France also has scrapping incentives, which can bring in up to €5,000 for a petrol or diesel car, depending on the person’s income.
Macron also announced a tariff shield on energy prices will be extended to recharges on electric terminals, ensuring electric car drivers aren’t hit too badly by the rising cost of electricity.
Macron’s administration isn’t the only European government to offer incentives for drivers to switch to electric.
What do other countries across Europe offer?
Along with France, Romania currently has one of the most generous purchase subsidy schemes in the European Union.
Fully electric cars are subsidised by €10,000, while plug-in hybrids are subject to a €4,500 subsidy. There are also scrapping bonuses available, which comes in around €1,500 per car.
Germany’s generous scheme has seen a successful boom in EV ownership, with one million electric cars officially on its roads in July 2021.
The country is aiming for 15 million EVs by 2030 - but it has announced plans to reduce its subsidy.
Next year, the current €6,000 subsidy for fully electric cars priced below €40,000 will drop to €4,500, while those costing more than €40,000 will see the subsidy drop from €5,000 to €3,000.

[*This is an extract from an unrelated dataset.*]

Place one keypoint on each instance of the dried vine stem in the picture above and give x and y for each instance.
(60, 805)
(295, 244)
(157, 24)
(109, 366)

Estonia stands out amongst EU countries as the only member state not to offer either subsidies for purchases of electric vehicles, or any other significant incentive.
It ended a financial incentive programme in 2014, which had seen the government subsidise up to half of a vehicle’s cost, up to €17,000.
Six countries in the EU do not provide any purchase incentives for private owners. These are Bulgaria, Czech Republic, Denmark, Estonia, Malta and Slovakia.
The UK, which like Germany has seen its incentive scheme lead to a huge boom in EVs, has actually now stopped its grant for regular electric car purchases.
Instead it has focused a £300 million (€344 million) grant on funding for sales of electric vans, taxis and motorcycles.
Sales of EVs were less than 1,000 in 2011, and in the first five months of 2022 they were almost 100,000.